Of course, correlation does not mean causation and these simple regressions omit other factors that likely impact employment and population growth. But you have to start somewhere. And given what we know about the positive effects of economic freedom at the country and state level it seems reasonable to believe that it matters at the local level as well.

Berkeley, CA and the $15 – oops – $19 living wage

Berkeley, CA’s labor commission – in what should be an unsurprising move at this point in Berkeley’s history – has proposed raising the city’s minimum wage to an astounding $19 per hour by 2020! The labor commission’s argument in a nutshell is that Berkeley is an expensive place to live so worker’s need more money. And while Berkeley may be an expensive place to live, mandating that employers pay a certain wage doesn’t necessarily mean that the workers will get that money. As one Berkeley restaurant owner noted:

“We can raise our prices. But you can’t charge $25 for a sandwich,” said Dorothee Mitrani, who owns La Note. “A lot of mom-and-pop delis and cafes may disappear.”

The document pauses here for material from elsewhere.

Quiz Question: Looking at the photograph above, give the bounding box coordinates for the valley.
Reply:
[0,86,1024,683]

The article states that Ms. Mitrani’s

…. full-service restaurant now subsidizes her take-out shop, which she said is running in the red as a result of the increases already in place. If the minimum rose to $19, she expects she would have to shut it down.

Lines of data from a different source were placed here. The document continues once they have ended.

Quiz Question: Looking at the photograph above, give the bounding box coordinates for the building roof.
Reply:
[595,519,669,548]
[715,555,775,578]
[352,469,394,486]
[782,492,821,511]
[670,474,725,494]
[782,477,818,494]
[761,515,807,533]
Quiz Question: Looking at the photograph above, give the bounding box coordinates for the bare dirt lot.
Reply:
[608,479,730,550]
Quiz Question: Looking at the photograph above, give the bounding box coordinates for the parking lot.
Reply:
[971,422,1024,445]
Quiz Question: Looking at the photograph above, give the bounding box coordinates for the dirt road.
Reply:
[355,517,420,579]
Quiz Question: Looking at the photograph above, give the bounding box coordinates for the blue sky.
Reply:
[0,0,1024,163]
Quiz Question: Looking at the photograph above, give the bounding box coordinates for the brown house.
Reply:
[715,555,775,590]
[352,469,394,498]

Of course, there are some politicians – and unfortunately some economists – who insist that raising the minimum wage doesn’t have adverse effects on employment, despite sound theoretical reasoning and empirical evidence to the contrary. My Mercatus center colleague Don Boudreaux has compiled an extensive collection of blog posts at Café Hayek debunking and refuting every pro-minimum wage argument out there, and I encourage interested readers to check them out.

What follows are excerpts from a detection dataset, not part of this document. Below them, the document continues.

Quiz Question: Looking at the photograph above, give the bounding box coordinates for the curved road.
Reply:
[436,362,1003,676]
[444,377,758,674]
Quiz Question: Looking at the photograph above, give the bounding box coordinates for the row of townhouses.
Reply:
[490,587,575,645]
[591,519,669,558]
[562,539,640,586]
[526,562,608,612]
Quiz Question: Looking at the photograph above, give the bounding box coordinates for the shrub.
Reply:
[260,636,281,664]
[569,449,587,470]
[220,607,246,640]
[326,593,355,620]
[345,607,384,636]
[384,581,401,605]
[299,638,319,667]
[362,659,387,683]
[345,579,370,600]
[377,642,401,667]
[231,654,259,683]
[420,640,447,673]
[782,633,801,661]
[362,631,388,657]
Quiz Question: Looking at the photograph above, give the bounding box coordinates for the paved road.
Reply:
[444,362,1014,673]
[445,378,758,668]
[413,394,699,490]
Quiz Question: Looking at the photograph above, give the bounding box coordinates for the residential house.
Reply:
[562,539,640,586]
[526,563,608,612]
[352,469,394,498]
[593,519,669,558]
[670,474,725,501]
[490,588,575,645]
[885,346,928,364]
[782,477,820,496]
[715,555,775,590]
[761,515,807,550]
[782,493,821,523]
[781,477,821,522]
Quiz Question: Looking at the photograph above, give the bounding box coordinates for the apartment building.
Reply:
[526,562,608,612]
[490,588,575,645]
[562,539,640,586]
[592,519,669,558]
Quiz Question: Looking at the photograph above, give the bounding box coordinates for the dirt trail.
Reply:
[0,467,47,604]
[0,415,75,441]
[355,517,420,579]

The minimum wage most adversely effects low-skill, inexperienced workers, such as those without a high school degree, below the poverty level, between the ages of 16 – 19, and with some type of disability. So how do the people who fit into those categories currently fare in Berkeley’s labor market?

The table below shows the labor force rate and percentage employed for people 16 and over in each of those categories in the city of Berkeley in 2013 and 2014. The data is from the ACS 1-year survey. (American FactFinder table S2301)

berkely min wage employment 2013-14

As the table shows the labor force rate and the employment rate for each of those categories is already low compared to the overall labor force rate in Berkeley of 67% and employment rate of 62%. From 2013 to 2014 both the labor force rate and the employment rate declined for people without a high school degree, while the employment rate increased in the other categories. Nothing in this table leads me to believe that it would be a good idea to make the workers in these categories more expensive to hire, as it seems it is already difficult for them to find employment and it’s getting more difficult for some.

The table below compares Berkeley to the surrounding San Francisco MSA using only 2014 data.

berkeley min wage emp vs SF MSA

This table reveals that compared to the surrounding area, workers in these categories fare worse in Berkeley. The percentage of people with less than a high school degree who are employed was 11 percentage points lower in Berkeley, while the percentage with a disability was 0.8 points lower and the percentage below the poverty level was 1.5 points lower. Out of the four categories only 16 – 19 year olds had a better chance of being employed in Berkeley than in the surrounding MSA.

Hopefully Berkeley’s city council reviews the labor market reality in their city and thinks about actual consequences vs. intentions before deciding to increase the price that low-skill workers are allowed to charge for their labor. It’s already difficult for low-skill, inexperienced workers to find a job in Berkeley and making it harder won’t help them.